Entscheidend in den Monaten nach der Krise sei angesichts der steigenden Arbeitslosenzahlen "die Sicherheit des Wirtschaftsstandorts Österreich als Tourismus- und Exportland". Dezidiertes Ziel ist es, "Österreich als sichere Tourismusdestination zu etablieren" und "mit den Außenwirtschaftscentern noch enger zu kooperieren. Im Frühjahr haben wir den Tausenden gestrandeten Österreichern im Ausland geholfen. Jetzt müssen wir den Österreichern im Inland helfen, damit ihre Arbeitsplätze erhalten bleiben."

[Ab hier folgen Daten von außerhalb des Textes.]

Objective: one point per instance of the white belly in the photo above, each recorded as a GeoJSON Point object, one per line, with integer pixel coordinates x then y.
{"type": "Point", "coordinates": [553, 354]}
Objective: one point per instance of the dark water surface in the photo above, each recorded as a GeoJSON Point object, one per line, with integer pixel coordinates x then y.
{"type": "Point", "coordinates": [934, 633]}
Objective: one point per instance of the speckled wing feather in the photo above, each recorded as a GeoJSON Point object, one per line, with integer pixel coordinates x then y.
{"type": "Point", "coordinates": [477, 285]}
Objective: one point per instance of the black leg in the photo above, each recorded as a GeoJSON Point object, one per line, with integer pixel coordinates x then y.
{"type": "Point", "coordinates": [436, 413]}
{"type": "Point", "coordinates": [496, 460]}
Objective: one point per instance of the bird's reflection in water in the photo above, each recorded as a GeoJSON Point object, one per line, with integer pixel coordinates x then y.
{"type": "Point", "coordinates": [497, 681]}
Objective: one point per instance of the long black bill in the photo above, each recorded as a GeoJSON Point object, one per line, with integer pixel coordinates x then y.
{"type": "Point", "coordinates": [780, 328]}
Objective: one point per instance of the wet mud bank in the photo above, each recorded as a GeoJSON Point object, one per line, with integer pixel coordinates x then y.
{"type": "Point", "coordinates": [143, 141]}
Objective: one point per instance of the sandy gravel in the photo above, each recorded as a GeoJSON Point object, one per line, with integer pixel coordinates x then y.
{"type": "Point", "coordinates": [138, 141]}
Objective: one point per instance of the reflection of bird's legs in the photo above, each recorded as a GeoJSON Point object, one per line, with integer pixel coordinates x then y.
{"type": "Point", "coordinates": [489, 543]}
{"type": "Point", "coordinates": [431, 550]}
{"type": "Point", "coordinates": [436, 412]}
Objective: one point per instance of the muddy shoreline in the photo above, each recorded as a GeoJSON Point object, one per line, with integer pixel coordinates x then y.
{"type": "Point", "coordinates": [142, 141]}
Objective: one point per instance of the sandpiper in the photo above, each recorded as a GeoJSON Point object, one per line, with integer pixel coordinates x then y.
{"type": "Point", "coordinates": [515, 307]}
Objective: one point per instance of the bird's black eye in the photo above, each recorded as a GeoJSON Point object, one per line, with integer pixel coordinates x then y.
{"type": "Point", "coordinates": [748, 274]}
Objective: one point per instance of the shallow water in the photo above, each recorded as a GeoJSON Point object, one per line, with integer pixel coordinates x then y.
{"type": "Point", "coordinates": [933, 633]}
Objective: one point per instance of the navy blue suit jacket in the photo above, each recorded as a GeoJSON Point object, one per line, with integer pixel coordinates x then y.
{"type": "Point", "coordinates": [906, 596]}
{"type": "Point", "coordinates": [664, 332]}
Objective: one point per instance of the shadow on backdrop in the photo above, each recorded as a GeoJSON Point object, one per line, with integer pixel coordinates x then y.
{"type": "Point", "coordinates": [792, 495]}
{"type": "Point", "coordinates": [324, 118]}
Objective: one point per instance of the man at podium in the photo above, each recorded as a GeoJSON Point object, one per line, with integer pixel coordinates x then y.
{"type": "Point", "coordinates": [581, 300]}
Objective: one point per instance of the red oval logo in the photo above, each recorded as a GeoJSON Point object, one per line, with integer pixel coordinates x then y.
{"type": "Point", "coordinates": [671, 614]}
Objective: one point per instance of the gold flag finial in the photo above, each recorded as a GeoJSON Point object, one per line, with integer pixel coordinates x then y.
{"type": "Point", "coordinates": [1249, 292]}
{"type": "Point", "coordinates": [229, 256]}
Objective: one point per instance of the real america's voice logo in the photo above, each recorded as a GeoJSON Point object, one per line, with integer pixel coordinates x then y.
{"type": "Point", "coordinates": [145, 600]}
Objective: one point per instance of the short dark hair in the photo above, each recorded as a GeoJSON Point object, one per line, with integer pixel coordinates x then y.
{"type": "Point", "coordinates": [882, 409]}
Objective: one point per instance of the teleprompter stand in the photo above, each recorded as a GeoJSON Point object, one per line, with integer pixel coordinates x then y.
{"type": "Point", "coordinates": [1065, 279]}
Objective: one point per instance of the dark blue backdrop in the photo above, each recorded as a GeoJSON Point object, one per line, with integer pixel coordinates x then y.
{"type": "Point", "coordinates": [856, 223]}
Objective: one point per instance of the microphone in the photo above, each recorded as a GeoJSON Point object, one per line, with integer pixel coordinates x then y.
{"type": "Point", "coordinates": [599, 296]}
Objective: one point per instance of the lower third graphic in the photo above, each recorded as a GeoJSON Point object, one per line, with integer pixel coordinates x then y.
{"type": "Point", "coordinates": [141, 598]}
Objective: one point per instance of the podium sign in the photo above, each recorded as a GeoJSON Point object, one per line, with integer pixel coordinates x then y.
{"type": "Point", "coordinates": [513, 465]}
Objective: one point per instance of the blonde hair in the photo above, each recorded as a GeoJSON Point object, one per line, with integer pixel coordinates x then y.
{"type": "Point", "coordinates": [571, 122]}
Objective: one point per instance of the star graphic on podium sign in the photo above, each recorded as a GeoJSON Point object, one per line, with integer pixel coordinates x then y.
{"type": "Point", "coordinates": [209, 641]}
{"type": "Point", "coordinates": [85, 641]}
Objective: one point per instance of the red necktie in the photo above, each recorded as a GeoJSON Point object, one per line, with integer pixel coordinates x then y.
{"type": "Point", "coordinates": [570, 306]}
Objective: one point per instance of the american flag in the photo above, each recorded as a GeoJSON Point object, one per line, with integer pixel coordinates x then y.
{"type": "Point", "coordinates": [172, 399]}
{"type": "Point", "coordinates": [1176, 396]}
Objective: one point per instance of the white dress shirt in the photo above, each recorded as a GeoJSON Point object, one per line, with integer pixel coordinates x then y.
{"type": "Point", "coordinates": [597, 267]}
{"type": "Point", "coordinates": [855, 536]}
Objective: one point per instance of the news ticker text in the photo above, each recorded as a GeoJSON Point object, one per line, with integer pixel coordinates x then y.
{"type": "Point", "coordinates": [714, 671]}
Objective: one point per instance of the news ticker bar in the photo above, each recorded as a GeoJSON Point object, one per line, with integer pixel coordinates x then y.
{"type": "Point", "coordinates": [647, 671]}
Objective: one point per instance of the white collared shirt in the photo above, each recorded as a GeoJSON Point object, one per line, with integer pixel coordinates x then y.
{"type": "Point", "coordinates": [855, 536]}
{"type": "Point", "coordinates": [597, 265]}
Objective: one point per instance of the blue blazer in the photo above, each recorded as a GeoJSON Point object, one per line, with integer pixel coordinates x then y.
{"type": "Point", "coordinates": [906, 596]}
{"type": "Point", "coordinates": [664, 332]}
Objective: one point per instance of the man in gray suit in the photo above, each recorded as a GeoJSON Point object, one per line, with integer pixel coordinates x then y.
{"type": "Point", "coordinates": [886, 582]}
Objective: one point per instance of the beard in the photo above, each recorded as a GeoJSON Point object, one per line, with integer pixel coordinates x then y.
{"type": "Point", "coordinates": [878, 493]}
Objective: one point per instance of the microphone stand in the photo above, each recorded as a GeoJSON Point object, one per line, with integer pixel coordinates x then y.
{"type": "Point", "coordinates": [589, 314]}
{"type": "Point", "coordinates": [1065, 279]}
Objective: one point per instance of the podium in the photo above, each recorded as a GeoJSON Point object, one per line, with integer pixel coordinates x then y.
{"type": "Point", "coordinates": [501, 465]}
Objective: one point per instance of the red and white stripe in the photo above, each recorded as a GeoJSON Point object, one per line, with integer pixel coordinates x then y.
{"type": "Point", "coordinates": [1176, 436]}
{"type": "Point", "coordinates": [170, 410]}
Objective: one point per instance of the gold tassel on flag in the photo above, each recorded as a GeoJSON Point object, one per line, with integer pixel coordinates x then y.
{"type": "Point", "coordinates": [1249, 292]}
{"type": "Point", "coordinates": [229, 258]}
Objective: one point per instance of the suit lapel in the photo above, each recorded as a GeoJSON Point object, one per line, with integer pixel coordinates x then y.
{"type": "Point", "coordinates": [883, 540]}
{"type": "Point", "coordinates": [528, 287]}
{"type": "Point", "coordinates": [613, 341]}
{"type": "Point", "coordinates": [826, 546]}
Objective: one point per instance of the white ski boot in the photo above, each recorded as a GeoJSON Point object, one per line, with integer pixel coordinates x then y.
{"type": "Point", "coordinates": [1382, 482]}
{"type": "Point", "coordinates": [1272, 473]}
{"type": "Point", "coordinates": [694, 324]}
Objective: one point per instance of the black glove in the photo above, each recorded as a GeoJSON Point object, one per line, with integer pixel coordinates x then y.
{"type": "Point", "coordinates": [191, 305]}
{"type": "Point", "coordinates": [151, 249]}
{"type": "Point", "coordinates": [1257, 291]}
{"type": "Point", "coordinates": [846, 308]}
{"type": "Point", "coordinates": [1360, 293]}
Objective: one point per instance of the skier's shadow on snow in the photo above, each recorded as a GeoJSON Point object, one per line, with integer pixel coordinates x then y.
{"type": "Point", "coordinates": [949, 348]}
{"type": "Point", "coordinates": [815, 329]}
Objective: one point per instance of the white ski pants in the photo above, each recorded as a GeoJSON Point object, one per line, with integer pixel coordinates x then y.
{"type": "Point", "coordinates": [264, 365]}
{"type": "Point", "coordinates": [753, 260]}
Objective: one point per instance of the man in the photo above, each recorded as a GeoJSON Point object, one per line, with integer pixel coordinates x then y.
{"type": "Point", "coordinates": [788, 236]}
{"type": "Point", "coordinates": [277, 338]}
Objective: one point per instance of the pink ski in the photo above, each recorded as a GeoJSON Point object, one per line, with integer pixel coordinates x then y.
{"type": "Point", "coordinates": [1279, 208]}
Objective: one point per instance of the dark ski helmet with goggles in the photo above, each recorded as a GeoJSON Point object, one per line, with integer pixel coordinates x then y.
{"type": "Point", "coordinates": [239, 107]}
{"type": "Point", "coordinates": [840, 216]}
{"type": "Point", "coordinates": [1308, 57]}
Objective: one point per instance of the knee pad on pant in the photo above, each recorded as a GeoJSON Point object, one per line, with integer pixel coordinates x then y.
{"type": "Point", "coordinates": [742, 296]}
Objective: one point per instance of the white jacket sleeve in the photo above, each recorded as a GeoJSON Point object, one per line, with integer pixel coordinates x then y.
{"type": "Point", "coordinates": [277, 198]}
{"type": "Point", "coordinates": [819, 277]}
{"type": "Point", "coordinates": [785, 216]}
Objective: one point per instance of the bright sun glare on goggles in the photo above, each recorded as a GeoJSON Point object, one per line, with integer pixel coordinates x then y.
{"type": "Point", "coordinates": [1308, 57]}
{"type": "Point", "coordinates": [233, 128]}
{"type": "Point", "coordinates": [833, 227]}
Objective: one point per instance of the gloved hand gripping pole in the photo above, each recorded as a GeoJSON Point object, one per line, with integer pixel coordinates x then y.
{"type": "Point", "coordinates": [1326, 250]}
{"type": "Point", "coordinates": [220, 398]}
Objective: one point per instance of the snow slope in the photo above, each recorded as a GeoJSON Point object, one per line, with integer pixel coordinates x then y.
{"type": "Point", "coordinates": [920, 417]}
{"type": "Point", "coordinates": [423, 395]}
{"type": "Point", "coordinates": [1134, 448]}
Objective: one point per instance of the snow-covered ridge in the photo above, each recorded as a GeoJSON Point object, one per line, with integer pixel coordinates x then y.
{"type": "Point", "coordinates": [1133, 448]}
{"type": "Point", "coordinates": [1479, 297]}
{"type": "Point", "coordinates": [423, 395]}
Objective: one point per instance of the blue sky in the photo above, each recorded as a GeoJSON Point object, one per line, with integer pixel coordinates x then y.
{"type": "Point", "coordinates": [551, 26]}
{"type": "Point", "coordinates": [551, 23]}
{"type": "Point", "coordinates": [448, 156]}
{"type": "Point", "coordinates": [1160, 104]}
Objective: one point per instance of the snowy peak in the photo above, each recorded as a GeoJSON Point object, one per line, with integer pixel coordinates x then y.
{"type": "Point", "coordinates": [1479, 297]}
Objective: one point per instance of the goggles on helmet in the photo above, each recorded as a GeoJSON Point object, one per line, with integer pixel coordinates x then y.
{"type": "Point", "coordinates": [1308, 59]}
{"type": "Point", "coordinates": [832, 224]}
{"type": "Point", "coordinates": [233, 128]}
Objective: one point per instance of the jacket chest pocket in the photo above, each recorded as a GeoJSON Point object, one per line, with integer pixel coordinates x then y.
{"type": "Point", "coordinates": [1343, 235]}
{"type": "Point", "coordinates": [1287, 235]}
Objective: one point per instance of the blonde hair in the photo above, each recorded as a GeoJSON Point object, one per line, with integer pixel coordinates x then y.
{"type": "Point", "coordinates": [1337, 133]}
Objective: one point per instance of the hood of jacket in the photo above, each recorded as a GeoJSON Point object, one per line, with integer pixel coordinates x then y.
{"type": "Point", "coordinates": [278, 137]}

"Müssen uns auf magere Jahre einstellen"
In Österreich selbst soll die Arbeit der Botschafter zudem sicht- und spürbarer werden. Aus einem triftigen Grund: Vom verbesserten Budget (51,2 Millionen Euro, davon 38,5 Millionen für humanitäre und Entwicklungshilfe) profitiert das Ministerium auch intern. 7,7 Millionen Euro werden in die IT-Ausstattung investiert (Anfang 2020 gab es eine Cyber-Attacke auf das BMEIA), fünf Millionen in den Sicherheitsbereich der Vertretungen.
"Diplomacy is about surviving until the next century. Politics is about surviving until next Friday"
"Im Zuge der Repatriierung haben wir bewiesen, dass unser Netzwerk an Botschaften und Konsulaten kein Luxus, sondern eine Lebensversicherung für die Österreicher ist", sagt der Außenminister während der BOKO. Diese "innenpolitische Relevanz müssen wir beibehalten und ausbauen. Jeder Steuerzahler muss wissen, wofür die Vertretungsbehörden finanziert werden, was sie tagtäglich tun und leisten." Langfristig müsse man sich auf "magere Jahre einstellen, denn das Budgetdefizit wird wieder abgetragen werden müsse" – und ein Ziel erreichen. "Diplomacy is about surviving until the next century. Politics is about surviving until next Friday", zitiert Schallenberg aus einer Serie "Yes, Prime Minister" und schließt "Wir brauchen in unserer Arbeit beides."